Article 1er : Il est enjoint à la société Le Grand Bleu Bretagne Nord, prise en la personne de son liquidateur judiciaire, de restituer au CROUS de Rennes-Bretagne, les pièces de linge lui appartenant, au nombre, selon l'inventaire joint, de 506 s'agissant des cités universitaires brestoises, de 871 s'agissant des cités universitaires de Rennes Villejean et de 147 s'agissant des cités universitaires de Rennes Centre, dans un délai de deux semaines, sous astreinte de 100 euros par jour de retard passé ce délai jusqu'à la date à laquelle l'ordonnance aura reçu exécution.

Article 2 : Le surplus des conclusions de la requête est rejeté.

Article 3 : La présente ordonnance sera notifiée au CROUS de Rennes-Bretagne et à la Selarl LH et associés, liquidateur judiciaire de la société Le Grand Bleu Bretagne Nord.

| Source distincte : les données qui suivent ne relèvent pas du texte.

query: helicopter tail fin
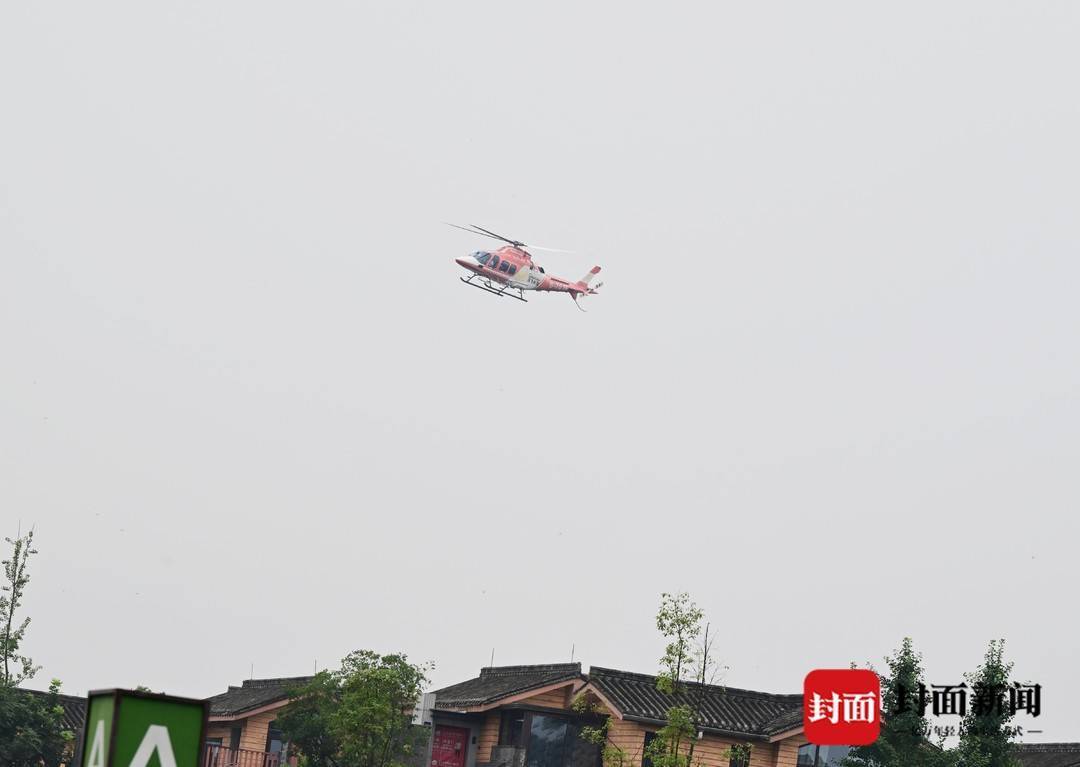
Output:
[578,267,600,287]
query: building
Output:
[429,663,848,767]
[1013,743,1080,767]
[24,688,86,765]
[206,676,312,767]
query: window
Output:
[499,711,525,748]
[642,732,657,767]
[795,743,851,767]
[527,717,566,767]
[499,709,602,767]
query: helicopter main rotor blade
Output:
[443,221,509,242]
[469,224,525,247]
[443,221,577,253]
[443,221,525,246]
[525,245,577,253]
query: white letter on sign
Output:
[86,719,105,767]
[128,725,176,767]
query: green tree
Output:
[957,640,1018,767]
[278,650,432,767]
[843,637,954,767]
[0,530,75,767]
[0,679,75,767]
[0,530,38,687]
[575,592,750,767]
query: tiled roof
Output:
[589,665,802,738]
[435,663,581,709]
[25,689,86,741]
[206,676,312,716]
[1013,743,1080,767]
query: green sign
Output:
[81,690,206,767]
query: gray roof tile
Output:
[206,676,312,716]
[589,665,802,738]
[435,663,581,709]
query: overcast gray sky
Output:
[0,0,1080,740]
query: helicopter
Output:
[447,224,604,311]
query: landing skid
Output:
[458,274,529,304]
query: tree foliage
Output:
[843,637,955,767]
[957,640,1018,767]
[278,650,432,767]
[575,592,750,767]
[0,530,75,767]
[0,679,75,767]
[0,530,38,687]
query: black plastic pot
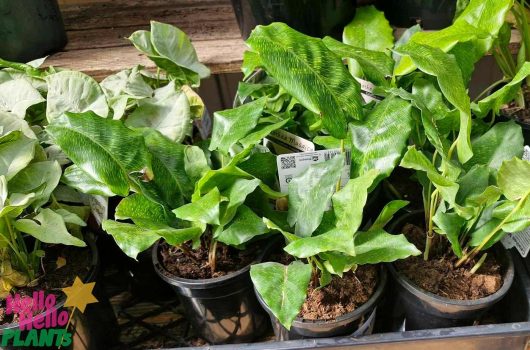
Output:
[388,211,514,330]
[256,265,387,341]
[0,0,66,62]
[152,243,267,344]
[232,0,357,40]
[381,0,456,29]
[0,234,117,350]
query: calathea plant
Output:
[250,154,420,329]
[0,110,88,298]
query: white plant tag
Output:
[263,129,315,155]
[87,195,109,225]
[501,146,530,258]
[276,148,351,193]
[355,78,382,103]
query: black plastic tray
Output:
[172,249,530,350]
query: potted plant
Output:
[38,22,282,343]
[472,1,530,144]
[0,111,99,347]
[251,154,420,340]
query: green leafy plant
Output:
[0,112,88,298]
[250,154,420,329]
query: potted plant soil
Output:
[0,112,102,348]
[251,154,420,340]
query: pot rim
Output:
[151,239,266,289]
[388,210,515,307]
[0,232,99,335]
[254,264,388,327]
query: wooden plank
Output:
[46,38,245,80]
[64,20,241,51]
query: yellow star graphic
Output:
[63,277,98,313]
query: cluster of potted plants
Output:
[0,0,530,343]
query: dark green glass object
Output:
[0,0,66,62]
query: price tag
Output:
[501,146,530,258]
[276,148,351,193]
[263,129,315,155]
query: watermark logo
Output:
[0,277,98,348]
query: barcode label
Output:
[276,148,351,193]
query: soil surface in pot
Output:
[502,85,530,125]
[0,245,92,325]
[159,242,257,279]
[268,252,378,321]
[298,265,377,320]
[384,167,423,210]
[394,224,503,300]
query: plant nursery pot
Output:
[388,211,515,331]
[381,0,456,30]
[232,0,357,40]
[0,0,66,62]
[256,265,387,341]
[0,234,117,350]
[152,243,267,344]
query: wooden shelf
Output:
[46,0,246,80]
[46,0,520,80]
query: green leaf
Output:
[214,205,269,246]
[61,164,115,197]
[209,97,267,154]
[497,157,530,201]
[140,130,197,208]
[332,169,379,232]
[0,131,37,180]
[284,228,356,258]
[395,0,513,75]
[400,146,459,206]
[239,119,290,148]
[100,66,153,119]
[323,36,394,85]
[433,209,466,258]
[45,71,109,123]
[349,230,421,265]
[125,81,193,143]
[15,209,86,247]
[0,111,37,139]
[396,41,473,163]
[287,155,344,237]
[342,5,394,52]
[220,179,261,225]
[173,187,223,225]
[102,220,202,259]
[350,97,412,183]
[250,261,311,329]
[247,23,362,139]
[151,21,210,79]
[464,121,524,169]
[471,62,530,118]
[0,79,45,119]
[54,208,86,227]
[46,112,152,196]
[368,200,409,231]
[114,193,170,228]
[9,161,61,208]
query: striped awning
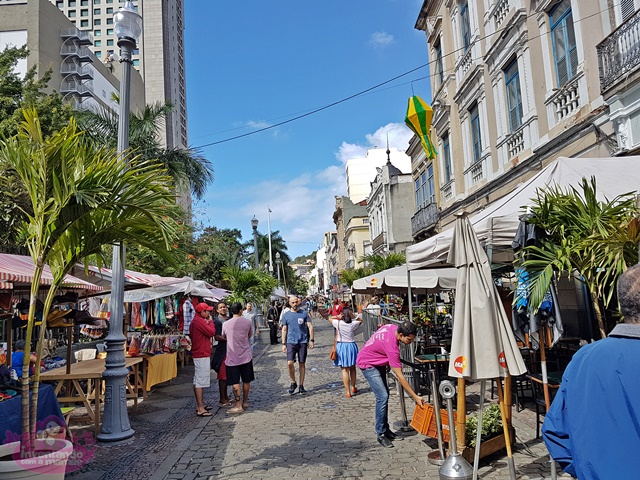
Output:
[88,265,184,287]
[0,253,102,291]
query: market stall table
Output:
[0,384,65,444]
[40,357,144,435]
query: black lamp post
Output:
[96,2,142,442]
[251,215,260,270]
[276,252,282,285]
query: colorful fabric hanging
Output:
[404,95,438,158]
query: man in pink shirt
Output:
[356,322,424,447]
[189,302,216,417]
[222,302,255,413]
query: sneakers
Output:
[378,433,393,448]
[383,430,402,440]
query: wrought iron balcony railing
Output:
[596,10,640,93]
[411,203,438,237]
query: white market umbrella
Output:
[447,214,527,479]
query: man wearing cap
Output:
[189,302,216,417]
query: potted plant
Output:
[0,110,177,479]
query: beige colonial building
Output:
[408,0,624,236]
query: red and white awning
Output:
[0,253,102,291]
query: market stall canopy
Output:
[0,253,102,292]
[351,264,457,293]
[406,156,640,270]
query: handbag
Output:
[329,323,340,362]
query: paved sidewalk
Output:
[67,320,570,480]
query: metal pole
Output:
[253,227,260,270]
[96,38,136,442]
[267,208,273,276]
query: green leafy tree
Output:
[76,102,213,199]
[222,266,278,305]
[516,177,640,338]
[0,109,175,456]
[0,45,73,138]
[0,46,73,248]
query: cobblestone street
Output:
[67,320,570,480]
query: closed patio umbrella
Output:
[447,214,526,479]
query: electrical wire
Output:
[192,4,619,150]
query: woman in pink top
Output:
[356,322,424,447]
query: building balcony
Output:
[60,62,93,80]
[60,80,93,97]
[60,27,93,45]
[411,203,438,238]
[596,10,640,94]
[371,232,387,253]
[60,43,98,63]
[545,74,583,123]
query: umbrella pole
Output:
[496,377,516,480]
[473,380,487,480]
[538,324,558,480]
[456,378,467,452]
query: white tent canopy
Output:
[351,265,457,293]
[406,156,640,270]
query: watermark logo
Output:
[3,415,98,473]
[498,351,507,368]
[453,355,467,375]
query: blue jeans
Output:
[362,367,389,435]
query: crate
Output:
[410,404,456,442]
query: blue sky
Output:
[185,0,431,258]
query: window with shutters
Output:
[504,60,522,132]
[460,0,471,52]
[549,0,578,88]
[469,104,482,163]
[620,0,640,22]
[442,133,451,183]
[433,42,444,88]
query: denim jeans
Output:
[362,367,389,435]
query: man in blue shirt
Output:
[542,265,640,480]
[282,296,313,395]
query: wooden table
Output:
[40,357,144,435]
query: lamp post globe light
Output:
[276,252,282,285]
[98,2,142,442]
[251,215,260,270]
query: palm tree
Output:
[76,98,213,199]
[516,177,640,338]
[244,230,291,275]
[222,266,277,305]
[360,252,407,273]
[0,110,176,456]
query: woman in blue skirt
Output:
[329,307,362,398]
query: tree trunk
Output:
[591,292,607,338]
[20,264,43,458]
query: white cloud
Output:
[336,123,413,164]
[369,32,393,47]
[203,123,412,257]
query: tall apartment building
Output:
[50,0,189,148]
[407,0,624,240]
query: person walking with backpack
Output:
[267,300,278,345]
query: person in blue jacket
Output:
[542,265,640,480]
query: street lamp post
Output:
[267,208,273,276]
[276,252,282,285]
[251,215,260,270]
[96,2,142,442]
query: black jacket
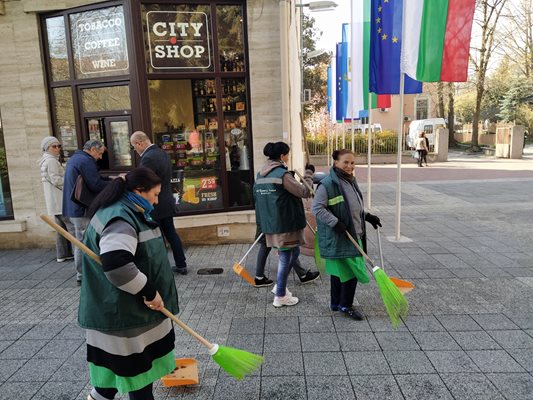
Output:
[140,145,176,219]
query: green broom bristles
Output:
[372,267,409,328]
[209,344,264,379]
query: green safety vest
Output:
[254,166,305,234]
[78,199,179,331]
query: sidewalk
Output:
[0,154,533,400]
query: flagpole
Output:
[396,72,405,241]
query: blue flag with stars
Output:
[369,0,422,94]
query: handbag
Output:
[70,174,96,208]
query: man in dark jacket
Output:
[63,140,109,285]
[130,131,187,275]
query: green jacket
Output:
[254,167,306,234]
[316,169,366,259]
[78,199,179,331]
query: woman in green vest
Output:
[78,167,178,400]
[312,149,381,320]
[254,142,314,307]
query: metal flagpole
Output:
[396,72,405,241]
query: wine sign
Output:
[146,11,211,70]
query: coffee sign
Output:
[146,11,211,70]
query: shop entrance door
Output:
[84,116,134,171]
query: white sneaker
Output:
[271,285,292,296]
[272,295,300,307]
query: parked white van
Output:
[406,118,446,147]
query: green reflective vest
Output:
[316,168,366,258]
[254,167,305,234]
[78,199,179,331]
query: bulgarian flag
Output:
[402,0,476,82]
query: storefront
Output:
[0,0,303,247]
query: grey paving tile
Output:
[487,330,533,349]
[375,332,420,350]
[264,333,302,353]
[300,332,340,352]
[303,351,348,376]
[471,314,520,331]
[299,316,335,333]
[383,351,435,374]
[440,373,504,400]
[466,350,524,373]
[261,353,304,376]
[484,374,533,400]
[337,332,380,351]
[396,374,453,400]
[413,332,461,350]
[350,375,404,400]
[261,376,307,400]
[343,351,392,375]
[307,376,355,400]
[426,350,479,373]
[450,331,501,350]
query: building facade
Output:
[0,0,304,248]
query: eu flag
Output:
[370,0,422,94]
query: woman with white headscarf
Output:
[38,136,74,262]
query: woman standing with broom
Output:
[78,168,178,400]
[254,142,313,307]
[312,149,381,320]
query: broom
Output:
[346,232,409,328]
[233,232,263,286]
[41,215,264,379]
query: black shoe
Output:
[300,271,320,285]
[340,307,365,321]
[254,276,274,287]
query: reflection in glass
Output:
[53,86,78,157]
[70,6,129,78]
[217,5,245,72]
[46,16,70,82]
[81,85,131,112]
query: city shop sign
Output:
[146,11,211,70]
[75,12,128,74]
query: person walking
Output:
[78,167,179,400]
[130,131,187,275]
[311,149,381,320]
[253,142,314,307]
[38,136,74,262]
[63,140,110,285]
[416,132,429,167]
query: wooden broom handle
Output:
[41,215,214,349]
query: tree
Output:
[470,0,507,151]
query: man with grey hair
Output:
[130,131,187,275]
[63,139,110,285]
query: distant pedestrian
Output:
[38,136,74,262]
[312,149,381,320]
[415,132,429,167]
[78,167,179,400]
[63,140,110,285]
[130,131,187,275]
[253,142,314,307]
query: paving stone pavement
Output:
[0,152,533,400]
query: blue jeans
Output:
[276,246,300,297]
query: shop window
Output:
[217,5,245,72]
[141,4,214,72]
[0,110,13,220]
[46,16,70,82]
[69,6,129,79]
[52,86,78,157]
[81,85,131,112]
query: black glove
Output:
[365,213,382,229]
[333,220,348,235]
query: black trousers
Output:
[331,275,357,307]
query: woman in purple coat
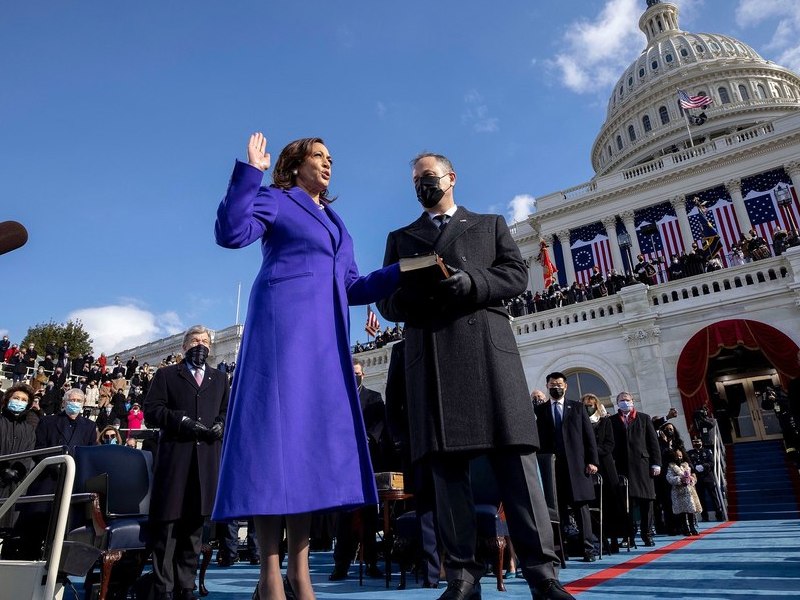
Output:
[212,133,399,600]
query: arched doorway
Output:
[677,319,800,442]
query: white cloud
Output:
[67,304,184,354]
[736,0,800,71]
[461,90,500,133]
[508,194,536,223]
[546,0,645,94]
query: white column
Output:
[725,179,753,234]
[602,217,625,270]
[669,195,694,252]
[556,229,575,286]
[619,210,642,258]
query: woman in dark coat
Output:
[581,394,625,554]
[0,383,36,537]
[212,133,399,600]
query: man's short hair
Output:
[182,325,211,346]
[63,388,86,403]
[411,152,455,173]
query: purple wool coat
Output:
[212,161,400,521]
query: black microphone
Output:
[0,221,28,254]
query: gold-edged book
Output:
[400,252,450,281]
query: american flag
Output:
[686,185,741,267]
[742,169,800,244]
[634,202,684,283]
[567,221,613,285]
[678,90,714,109]
[364,304,381,337]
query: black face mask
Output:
[414,175,444,208]
[186,344,208,369]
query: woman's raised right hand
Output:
[247,131,271,171]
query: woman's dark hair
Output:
[3,383,36,406]
[272,138,336,204]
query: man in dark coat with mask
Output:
[144,325,229,600]
[534,371,599,562]
[378,154,572,600]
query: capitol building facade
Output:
[119,0,800,441]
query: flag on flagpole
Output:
[678,90,714,109]
[364,304,381,337]
[536,240,558,289]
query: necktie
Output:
[553,402,564,452]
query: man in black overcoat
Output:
[144,325,229,600]
[534,371,599,562]
[378,154,572,600]
[610,392,661,546]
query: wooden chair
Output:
[67,445,153,600]
[536,453,567,569]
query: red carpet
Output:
[564,521,734,594]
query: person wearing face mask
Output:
[377,153,582,600]
[581,394,626,554]
[611,392,661,546]
[534,371,599,562]
[329,359,387,581]
[36,388,97,454]
[144,325,230,600]
[213,133,400,600]
[0,383,36,538]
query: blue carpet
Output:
[64,520,800,600]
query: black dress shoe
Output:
[439,579,481,600]
[533,579,575,600]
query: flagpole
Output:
[236,281,242,325]
[681,108,694,148]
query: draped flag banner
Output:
[364,304,381,337]
[742,169,800,244]
[536,240,558,289]
[634,202,684,283]
[686,186,741,267]
[567,221,613,285]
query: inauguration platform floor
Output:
[75,519,800,600]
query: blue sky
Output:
[0,0,800,352]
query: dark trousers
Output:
[413,460,441,585]
[429,448,559,586]
[152,515,204,594]
[333,506,378,569]
[556,455,597,552]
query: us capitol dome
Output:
[591,0,800,176]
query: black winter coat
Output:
[144,361,230,521]
[609,413,661,500]
[377,207,538,460]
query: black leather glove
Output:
[0,467,22,485]
[181,417,209,440]
[208,421,225,442]
[439,266,472,297]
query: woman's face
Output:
[296,142,333,198]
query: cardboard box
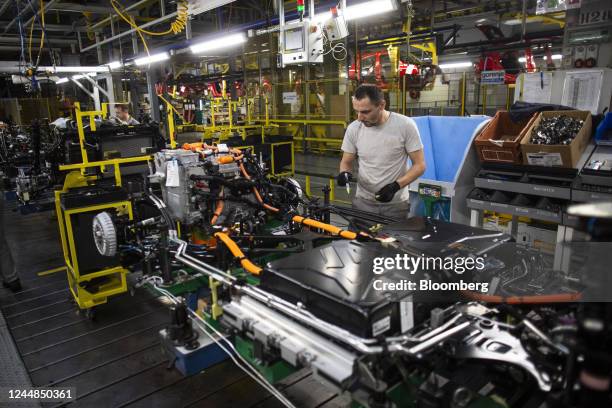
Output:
[521,111,593,168]
[474,111,535,164]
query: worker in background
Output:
[111,104,140,126]
[337,84,425,219]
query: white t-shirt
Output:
[342,112,423,202]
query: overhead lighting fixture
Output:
[72,72,96,81]
[313,0,395,22]
[38,65,108,73]
[344,0,395,21]
[519,54,563,62]
[189,33,246,54]
[438,61,472,69]
[134,52,170,66]
[106,61,123,70]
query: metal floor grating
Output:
[0,198,346,408]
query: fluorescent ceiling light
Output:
[438,61,472,69]
[106,61,123,70]
[344,0,395,21]
[189,33,246,54]
[519,54,563,62]
[38,66,108,73]
[72,72,96,81]
[134,52,170,66]
[313,0,395,22]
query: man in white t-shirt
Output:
[337,84,425,219]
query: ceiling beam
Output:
[47,3,114,14]
[0,21,88,33]
[0,35,77,45]
[2,0,59,34]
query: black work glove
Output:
[374,181,400,203]
[336,171,353,187]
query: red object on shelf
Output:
[525,48,536,72]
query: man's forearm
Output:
[340,160,353,173]
[396,164,425,188]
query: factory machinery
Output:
[0,121,63,206]
[52,132,612,407]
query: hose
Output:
[240,163,279,212]
[215,232,262,275]
[292,215,357,239]
[110,0,189,36]
[210,186,225,225]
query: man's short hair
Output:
[354,84,385,105]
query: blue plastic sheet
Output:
[413,116,489,182]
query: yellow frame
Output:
[55,102,151,309]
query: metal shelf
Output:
[474,177,571,200]
[467,198,563,224]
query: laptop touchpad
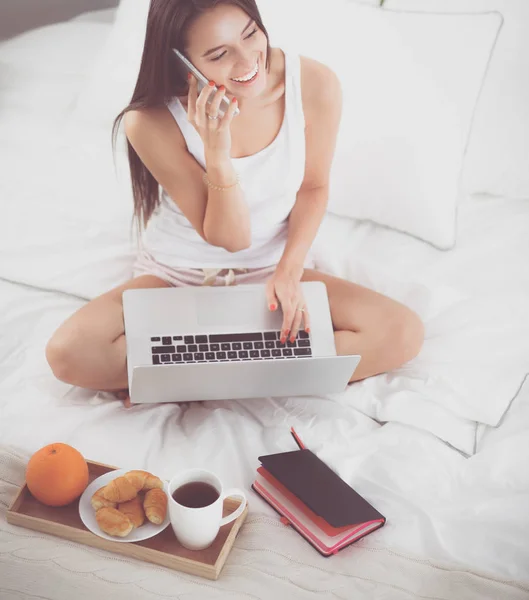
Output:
[197,293,258,327]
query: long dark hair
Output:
[112,0,270,231]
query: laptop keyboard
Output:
[151,331,312,365]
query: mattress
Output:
[0,4,529,600]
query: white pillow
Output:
[259,0,501,249]
[356,0,529,203]
[0,12,134,298]
[71,0,150,132]
[74,0,501,249]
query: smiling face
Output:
[186,4,267,99]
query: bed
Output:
[0,2,529,600]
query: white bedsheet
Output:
[0,5,529,600]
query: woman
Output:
[46,0,424,406]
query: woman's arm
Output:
[278,59,342,277]
[203,157,251,252]
[266,58,342,341]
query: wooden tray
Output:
[7,461,248,579]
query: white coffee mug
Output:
[169,469,247,550]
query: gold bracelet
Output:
[202,173,239,190]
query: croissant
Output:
[101,477,138,502]
[143,488,167,525]
[96,507,134,537]
[90,486,116,511]
[118,496,145,527]
[124,471,163,492]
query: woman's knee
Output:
[45,327,77,383]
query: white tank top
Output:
[142,51,305,268]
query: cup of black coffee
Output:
[169,469,247,550]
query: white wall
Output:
[0,0,119,40]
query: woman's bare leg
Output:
[46,275,169,404]
[302,269,424,382]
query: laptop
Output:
[123,281,360,404]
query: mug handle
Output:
[220,488,248,527]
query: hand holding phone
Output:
[187,71,237,162]
[173,48,240,117]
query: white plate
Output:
[79,469,171,542]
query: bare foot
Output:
[114,390,132,408]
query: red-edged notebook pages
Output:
[253,467,383,556]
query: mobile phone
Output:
[173,48,241,117]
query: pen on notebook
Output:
[290,427,305,450]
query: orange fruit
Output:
[26,443,88,506]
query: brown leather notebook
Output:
[252,432,386,556]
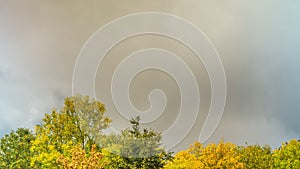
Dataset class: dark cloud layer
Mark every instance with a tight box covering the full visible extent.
[0,0,300,150]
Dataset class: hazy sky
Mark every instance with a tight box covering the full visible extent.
[0,0,300,151]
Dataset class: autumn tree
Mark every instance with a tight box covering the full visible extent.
[56,144,107,169]
[165,141,244,169]
[273,139,300,169]
[31,95,111,168]
[0,128,35,169]
[237,145,273,169]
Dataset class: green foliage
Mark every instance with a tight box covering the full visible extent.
[0,95,300,169]
[273,139,300,169]
[31,95,111,168]
[106,117,171,169]
[0,128,35,169]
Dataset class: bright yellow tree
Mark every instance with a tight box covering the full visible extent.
[165,141,244,169]
[273,139,300,169]
[30,95,111,168]
[56,145,107,169]
[237,145,273,169]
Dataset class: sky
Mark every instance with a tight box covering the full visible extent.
[0,0,300,151]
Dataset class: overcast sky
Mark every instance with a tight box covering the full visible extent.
[0,0,300,151]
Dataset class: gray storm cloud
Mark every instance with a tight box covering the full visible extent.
[0,0,300,151]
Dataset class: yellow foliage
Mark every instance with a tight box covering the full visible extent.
[165,142,244,169]
[57,145,105,169]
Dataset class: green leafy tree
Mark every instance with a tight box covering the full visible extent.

Fait à Rennes, le 4 juillet 2023.

Le juge des référés,

signé

F. Plumerault La greffière d'audience,

signé

A. Gauthier

La République mande et ordonne au préfet d'Ille-et-Vilaine en ce qui le concerne ou à tous commissaires de justice à ce requis en ce qui concerne les voies de droit commun, contre les parties privées, de pourvoir à l'exécution de la présente décision.